Saint Death by Marcus Sedgwick

saint-death
Anapra is one of the poorest neighbourhoods in the Mexican city of Juárez – twenty metres outside town lies a fence, and beyond it, America – the dangerous goal of many a migrant.

Faustino is one such trying to escape from the gang he’s been working for. He’s dipped into a pile of dollars he was supposed to be hiding and now he’s on the run. He and his friend, Arturo, have only 36 hours to replace the missing money, or they’re as good as dead.
 
Watching over them is Saint Death. Saint Death (or Santissima Muerte) – she of pure bone and charcoal-black eye, she of absolute loyalty and neutral morality, holy patron to rich and poor, to prostitute and narco-lord, criminal and police-chief. A folk saint, a rebel angel, a sinister guardian.

 
 
In Saint Death, Marcus Sedgwick shines a light into the decaying underbelly of our consumer society, laying bare the suffering engendered by growing western demand for drugs and ever cheaper products.

The backdrop to the novel is Ciudad Juárez, a Mexican city just slightly south of the border with America; where the citizens live in fear of the rival cartels that engage in battles on the streets and a police force that is often as corrupt and cruel as the gangs.

We view this dystopic cityscape through the eyes of Arturo an 18 year old boy who is drawn in to a tragic spiral by his best friend Faustino, who, much like his namesake has been caught up in a deal with the devil; in this case the leader of his gang: Los Libertadores.

The focal point of the novel is a card game – Calavera, a game that Arturo is nearly unbeatable at and the one thing that can allow him to raise the money needed to save Faustino and give them all the chance of a better life in el Norte. Arturo’s journey to the game is broken up by flashbacks to Faustino’s life as a migrant and Arturo and his life growing up together in Anapra, one of the poorest suburbs of Ciudad Juarez.

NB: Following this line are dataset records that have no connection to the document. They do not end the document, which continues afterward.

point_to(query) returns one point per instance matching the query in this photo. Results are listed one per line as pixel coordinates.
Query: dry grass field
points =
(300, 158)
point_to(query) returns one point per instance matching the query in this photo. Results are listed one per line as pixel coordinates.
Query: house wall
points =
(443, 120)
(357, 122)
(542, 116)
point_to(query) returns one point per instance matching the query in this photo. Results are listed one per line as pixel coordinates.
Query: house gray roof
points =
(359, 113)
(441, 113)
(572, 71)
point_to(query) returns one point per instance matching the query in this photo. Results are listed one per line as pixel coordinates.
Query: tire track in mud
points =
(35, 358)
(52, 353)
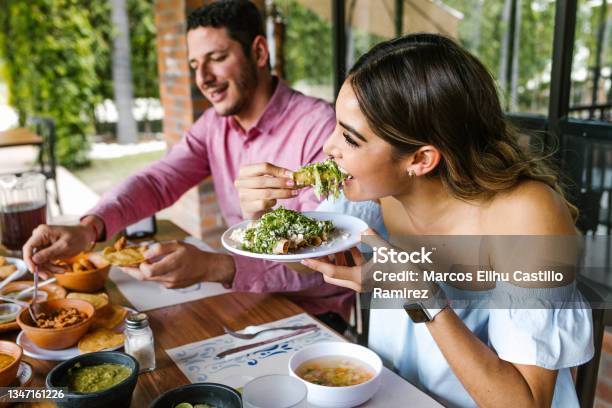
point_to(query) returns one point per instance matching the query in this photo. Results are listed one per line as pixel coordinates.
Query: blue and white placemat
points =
(197, 361)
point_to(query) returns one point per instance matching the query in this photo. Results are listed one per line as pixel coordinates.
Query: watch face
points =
(416, 313)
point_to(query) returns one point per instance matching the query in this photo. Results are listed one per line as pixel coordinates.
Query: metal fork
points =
(249, 336)
(32, 305)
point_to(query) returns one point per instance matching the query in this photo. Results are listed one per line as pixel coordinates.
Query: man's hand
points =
(49, 243)
(178, 264)
(260, 185)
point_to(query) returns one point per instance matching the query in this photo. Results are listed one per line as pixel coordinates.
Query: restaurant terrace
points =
(134, 137)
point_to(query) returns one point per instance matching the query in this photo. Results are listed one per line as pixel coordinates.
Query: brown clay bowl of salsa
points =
(61, 323)
(10, 357)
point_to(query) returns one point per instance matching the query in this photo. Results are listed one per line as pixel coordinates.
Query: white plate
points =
(347, 234)
(32, 350)
(21, 266)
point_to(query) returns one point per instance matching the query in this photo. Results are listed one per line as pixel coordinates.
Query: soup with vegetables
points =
(335, 371)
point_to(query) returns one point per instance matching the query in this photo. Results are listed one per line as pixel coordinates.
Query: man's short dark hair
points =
(240, 18)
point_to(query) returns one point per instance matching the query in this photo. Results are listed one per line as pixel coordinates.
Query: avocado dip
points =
(96, 378)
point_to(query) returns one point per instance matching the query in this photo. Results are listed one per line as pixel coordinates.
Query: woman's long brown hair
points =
(424, 89)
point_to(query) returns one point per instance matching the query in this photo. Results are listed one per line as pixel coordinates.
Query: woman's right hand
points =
(260, 185)
(51, 242)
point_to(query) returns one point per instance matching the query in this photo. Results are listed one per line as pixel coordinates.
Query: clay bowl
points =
(56, 339)
(9, 373)
(90, 281)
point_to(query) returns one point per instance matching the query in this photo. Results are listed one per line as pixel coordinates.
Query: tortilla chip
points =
(99, 300)
(6, 270)
(99, 340)
(109, 317)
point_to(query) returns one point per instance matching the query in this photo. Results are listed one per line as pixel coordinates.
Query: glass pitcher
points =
(23, 206)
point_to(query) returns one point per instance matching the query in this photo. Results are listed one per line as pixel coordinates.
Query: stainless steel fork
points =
(32, 305)
(248, 336)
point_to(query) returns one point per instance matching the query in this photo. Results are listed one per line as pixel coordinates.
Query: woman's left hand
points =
(341, 272)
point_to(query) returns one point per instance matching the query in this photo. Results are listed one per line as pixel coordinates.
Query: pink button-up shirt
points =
(290, 133)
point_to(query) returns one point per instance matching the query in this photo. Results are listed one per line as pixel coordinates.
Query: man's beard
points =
(245, 84)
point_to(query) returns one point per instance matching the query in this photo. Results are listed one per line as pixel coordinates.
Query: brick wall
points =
(197, 211)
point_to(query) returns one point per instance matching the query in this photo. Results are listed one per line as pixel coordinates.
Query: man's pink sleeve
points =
(265, 276)
(156, 187)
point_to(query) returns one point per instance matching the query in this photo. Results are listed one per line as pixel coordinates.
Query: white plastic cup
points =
(274, 391)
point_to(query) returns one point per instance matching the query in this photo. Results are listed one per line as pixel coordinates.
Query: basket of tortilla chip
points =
(122, 255)
(85, 272)
(60, 323)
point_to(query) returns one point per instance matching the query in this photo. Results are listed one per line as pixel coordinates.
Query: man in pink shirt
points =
(255, 118)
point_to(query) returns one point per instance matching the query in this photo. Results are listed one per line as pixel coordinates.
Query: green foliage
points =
(308, 45)
(57, 63)
(144, 53)
(50, 69)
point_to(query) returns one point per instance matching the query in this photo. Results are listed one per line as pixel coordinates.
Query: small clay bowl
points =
(56, 339)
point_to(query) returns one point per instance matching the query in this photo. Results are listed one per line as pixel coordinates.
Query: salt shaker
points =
(139, 341)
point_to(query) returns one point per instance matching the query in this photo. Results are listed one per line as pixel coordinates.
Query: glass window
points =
(591, 91)
(513, 38)
(307, 46)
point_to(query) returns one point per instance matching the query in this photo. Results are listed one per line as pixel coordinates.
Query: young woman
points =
(419, 120)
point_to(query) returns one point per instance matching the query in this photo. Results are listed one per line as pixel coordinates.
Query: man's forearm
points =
(256, 275)
(95, 225)
(223, 269)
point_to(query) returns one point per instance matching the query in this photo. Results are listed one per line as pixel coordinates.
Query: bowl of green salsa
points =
(200, 395)
(101, 379)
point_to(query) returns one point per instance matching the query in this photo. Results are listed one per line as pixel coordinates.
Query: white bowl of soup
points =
(337, 374)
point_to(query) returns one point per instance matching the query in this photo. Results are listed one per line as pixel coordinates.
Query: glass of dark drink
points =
(23, 207)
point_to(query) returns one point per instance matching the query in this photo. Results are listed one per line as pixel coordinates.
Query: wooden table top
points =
(177, 325)
(19, 137)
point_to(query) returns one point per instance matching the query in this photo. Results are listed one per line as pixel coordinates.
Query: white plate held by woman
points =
(347, 234)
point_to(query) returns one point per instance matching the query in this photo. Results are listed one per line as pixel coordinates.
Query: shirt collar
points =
(272, 114)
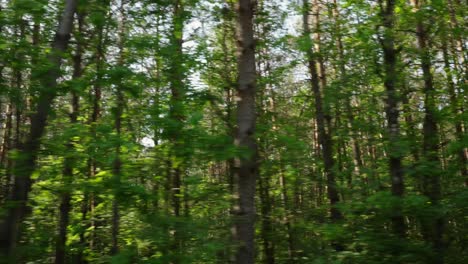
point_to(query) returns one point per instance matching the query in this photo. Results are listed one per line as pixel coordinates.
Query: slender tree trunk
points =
(433, 230)
(324, 136)
(246, 168)
(391, 108)
(454, 105)
(356, 148)
(10, 225)
(119, 108)
(65, 203)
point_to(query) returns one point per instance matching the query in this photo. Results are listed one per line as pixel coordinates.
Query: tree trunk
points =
(324, 136)
(391, 109)
(433, 228)
(65, 203)
(10, 225)
(246, 167)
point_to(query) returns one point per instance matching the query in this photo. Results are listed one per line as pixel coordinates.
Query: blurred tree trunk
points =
(391, 81)
(69, 162)
(246, 167)
(10, 224)
(322, 119)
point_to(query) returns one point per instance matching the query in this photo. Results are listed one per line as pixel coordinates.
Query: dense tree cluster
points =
(233, 131)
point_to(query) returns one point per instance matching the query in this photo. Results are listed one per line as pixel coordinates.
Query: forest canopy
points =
(233, 131)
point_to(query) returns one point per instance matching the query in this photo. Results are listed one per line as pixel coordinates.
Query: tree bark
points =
(246, 167)
(10, 225)
(324, 136)
(391, 109)
(65, 203)
(432, 228)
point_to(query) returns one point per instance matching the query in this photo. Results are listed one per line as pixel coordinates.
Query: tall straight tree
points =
(324, 135)
(246, 167)
(433, 230)
(69, 161)
(10, 225)
(390, 53)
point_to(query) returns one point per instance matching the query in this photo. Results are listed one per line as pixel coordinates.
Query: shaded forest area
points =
(223, 131)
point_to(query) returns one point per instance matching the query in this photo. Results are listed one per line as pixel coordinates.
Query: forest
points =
(234, 131)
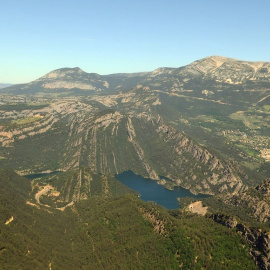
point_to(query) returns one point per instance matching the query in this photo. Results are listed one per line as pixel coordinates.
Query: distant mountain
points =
(4, 85)
(204, 126)
(203, 77)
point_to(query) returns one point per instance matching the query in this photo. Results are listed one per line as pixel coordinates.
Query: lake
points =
(150, 190)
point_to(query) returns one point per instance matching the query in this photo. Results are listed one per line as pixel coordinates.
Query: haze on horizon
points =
(118, 36)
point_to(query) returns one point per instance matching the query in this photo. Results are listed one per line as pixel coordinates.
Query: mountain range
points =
(204, 127)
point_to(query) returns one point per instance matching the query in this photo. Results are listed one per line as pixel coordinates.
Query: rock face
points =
(256, 238)
(136, 121)
(254, 200)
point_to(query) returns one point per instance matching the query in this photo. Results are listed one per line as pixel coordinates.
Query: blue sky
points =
(38, 36)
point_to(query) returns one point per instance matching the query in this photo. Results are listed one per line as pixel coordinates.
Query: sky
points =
(105, 37)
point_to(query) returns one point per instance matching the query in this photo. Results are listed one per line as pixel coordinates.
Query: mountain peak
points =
(62, 72)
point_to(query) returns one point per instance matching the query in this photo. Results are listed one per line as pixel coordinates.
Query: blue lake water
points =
(150, 190)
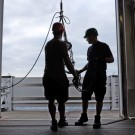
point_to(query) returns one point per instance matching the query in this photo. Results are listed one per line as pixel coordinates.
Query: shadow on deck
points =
(38, 123)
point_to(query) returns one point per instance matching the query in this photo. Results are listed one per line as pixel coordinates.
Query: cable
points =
(37, 57)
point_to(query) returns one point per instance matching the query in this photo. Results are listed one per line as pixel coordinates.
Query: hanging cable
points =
(37, 57)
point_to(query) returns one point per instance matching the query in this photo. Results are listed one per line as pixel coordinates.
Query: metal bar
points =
(1, 35)
(121, 56)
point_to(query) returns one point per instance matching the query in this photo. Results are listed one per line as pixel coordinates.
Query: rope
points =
(37, 57)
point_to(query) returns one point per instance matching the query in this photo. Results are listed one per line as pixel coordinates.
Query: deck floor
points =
(25, 123)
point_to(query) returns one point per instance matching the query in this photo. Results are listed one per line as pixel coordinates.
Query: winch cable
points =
(63, 19)
(2, 88)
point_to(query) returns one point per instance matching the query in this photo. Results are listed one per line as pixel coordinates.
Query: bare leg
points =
(61, 108)
(84, 106)
(52, 109)
(99, 106)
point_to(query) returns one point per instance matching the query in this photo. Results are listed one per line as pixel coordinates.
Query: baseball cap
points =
(91, 31)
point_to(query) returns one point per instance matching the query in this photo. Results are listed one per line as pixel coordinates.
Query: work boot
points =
(62, 123)
(54, 126)
(83, 118)
(97, 123)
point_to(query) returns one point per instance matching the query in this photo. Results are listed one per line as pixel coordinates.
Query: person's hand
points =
(76, 79)
(78, 72)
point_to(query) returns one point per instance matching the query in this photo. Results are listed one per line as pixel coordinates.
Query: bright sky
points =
(26, 23)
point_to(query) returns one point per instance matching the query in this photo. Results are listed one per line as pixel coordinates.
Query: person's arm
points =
(68, 61)
(83, 69)
(109, 56)
(109, 59)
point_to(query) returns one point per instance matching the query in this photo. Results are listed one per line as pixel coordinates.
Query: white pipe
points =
(1, 36)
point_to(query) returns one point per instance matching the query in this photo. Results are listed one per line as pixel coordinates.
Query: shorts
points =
(56, 89)
(97, 86)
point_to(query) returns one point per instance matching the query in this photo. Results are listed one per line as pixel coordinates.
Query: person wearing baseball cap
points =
(98, 55)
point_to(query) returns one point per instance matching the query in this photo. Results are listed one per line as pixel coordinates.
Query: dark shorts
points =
(97, 86)
(56, 89)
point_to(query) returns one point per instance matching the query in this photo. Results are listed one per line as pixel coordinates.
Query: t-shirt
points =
(54, 62)
(98, 50)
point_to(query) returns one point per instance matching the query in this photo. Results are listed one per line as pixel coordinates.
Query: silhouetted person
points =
(55, 81)
(98, 55)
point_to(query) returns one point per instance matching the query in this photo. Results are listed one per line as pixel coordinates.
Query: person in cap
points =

In an era of fetishizing gang culture and treating drug dealers as heroes with television shows such as Breaking Bad and Narcos, Saint Death is a step away from the glamour and high-living and instead focuses on the cost in human lives, dignity and common humanity that is so often overlooked.

I took several things away from Saint Death: a greater understanding of why so many people risk the lives of their families and themselves to cross borders in search of a better life, the beginnings of knowledge about folk religion and a growing sense of disquiet of how we are all complicit in the suffering and inequality of developing nations due to our reckless spending and the desire for better deals.
 
Saint Death is perhaps the first great anti-capitalist YA novel of the 21st Century.

Published by Orion Children’s Books, Saint Death will be available from all good bookshops from the 6th October.